WASHINGTON — President Donald Trump’s new pick to run the Federal Reserve spent the years surrounding the greatest financial calamity of his lifetime arguing the country needed to remain vigilant against utterly nonexistent inflation.
During the so-called Great Recession, which caused unemployment to skyrocket and inflation to plummet, Kevin Warsh — then a member of the Fed’s Board of Governors — repeatedly said inflation was lurking around the corner.
“I continue to be more worried about upside risks to inflation than downside risk,” Warsh told his Fed colleagues in April 2009, when the unemployment rate reached 9% and inflation sank below zero.
Warsh, whom Trump nominated to the United States’ central bank on Friday, has seemingly changed his mind about monetary policy – but only after the Republican Party got a new leader in Trump who preferred lower interest rates to high ones. The flip-flop is key to the case against Warsh: He’s more of a political climber than an economic leader, and his loyalty to Trump could undermine the Fed’s independence from political interference.
“He wants to say whatever Donald Trump wants him to say,” Sen. Elizabeth Warren (D-Mass.) told reporters at the Capitol on Friday. “He needs to show some independence. So far, all he has done is shown that he would be an excellent sock puppet for Donald Trump.”
Warsh, who was trained as a lawyer rather than as an economist, was plucked out of George W. Bush’s White House in 2006 to become the youngest-ever member of the Federal Reserve’s Board of Governors at age 35. He is married to the daughter of Ronald Lauder, the billionaire heir to a cosmetics fortune and a major GOP donor who gave $5 million to Trump’s super PAC last year.
For the past year, Warsh has criticized the Federal Reserve, insinuating they’ve kept interest rates too high and blaming them for failing to stop inflation before it started.

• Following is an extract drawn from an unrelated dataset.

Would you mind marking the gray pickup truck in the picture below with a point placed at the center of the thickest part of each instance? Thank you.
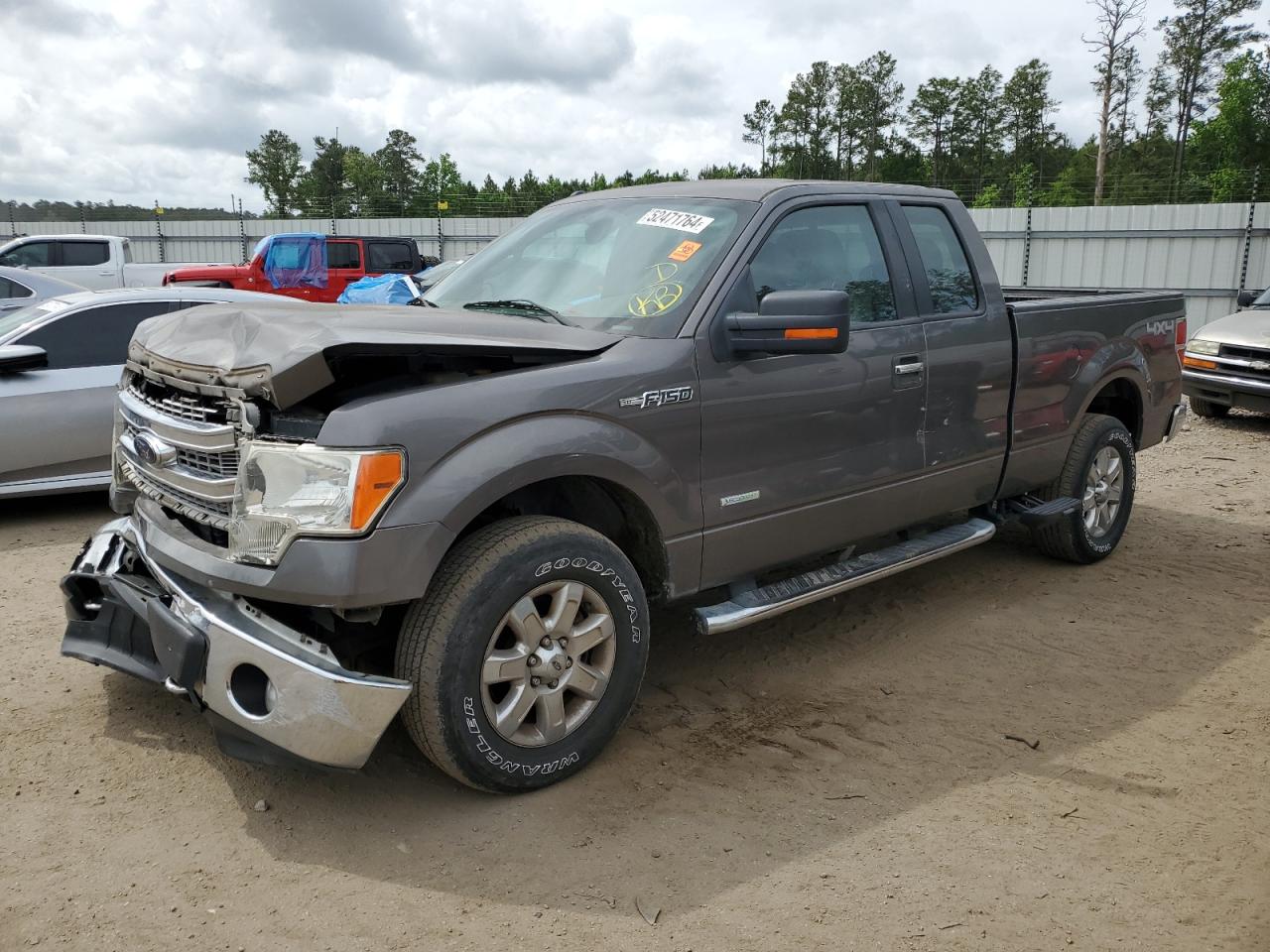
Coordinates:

“Their policies did a lot of harm, and the president has to dig out from those,” Warsh said on Fox Business last fall. “The Fed’s policies are working at cross purposes with the president’s policies.”
It’s an unintentionally good point — the Fed under Powell has kept interest rates near 4% to fight inflation, while Trump has enacted tariffs that have boosted prices. Still, Trump would prefer the Fed to slash interest rates, reducing the cost of money to boost borrowing and spending.
For now, it appears Warsh’s nomination doesn’t have a path through the Senate, since Sen. Thom Tillis (R-N.C.), a member of the banking committee, has said he’ll block any nominees so long as the Trump Justice Department continues its criminal investigation of Powell.
“Protecting the independence of the Federal Reserve from political interference or legal intimidation is non-negotiable,” Tillis said in a statement.
Still, Tillis described Warsh as a well-qualified nominee. Many Republicans similarly warned about inflation during the Great Recession and its aftermath, even when no inflation was in sight.
The Fed also regulates banks, and Warsh would likely pursue a traditional Republican deregulatory agenda, said Graham Steele, a fellow at Stanford University’s Rock Center for Corporate Governance and former Treasury Department official.
“Should he be confirmed, we’re going to see a continuation of some of the misguided policy this administration is already doing, of weakening the rules that constrain Wall Street, deregulating the financial system in a way that had bad consequences for Main Street like the last time he was at the Federal Reserve,” Steele told HuffPost. “You’ve seen this movie before.”
The Fed jacked up interest rates in response to soaring prices in 2022, betting inflation would come down without unemployment rising — a bet that proved mostly correct, contrary to the expectations of Warren and many economists.
Warsh has lobbed populist criticism at the Fed, while suggesting, if not outright saying, that interest rates should be lower. He’s said that if the central bank sold off some of the financial assets it’s purchased over the years, it would have room to reduce interest rates without causing inflation. He’s also claimed artificial intelligence will put significant downward pressure on prices.
“Americans would benefit from higher take-home pay and greater purchasing power if only the Federal Reserve’s leadership stopped defending its mistakes and started correcting them,” he wrote in a November Wall Street Journal op-ed. “The Fed’s bloated balance sheet, designed to support the biggest firms in a bygone crisis era, can be reduced significantly. That largesse can be redeployed in the form of lower interest rates to support households and small and medium-size businesses.”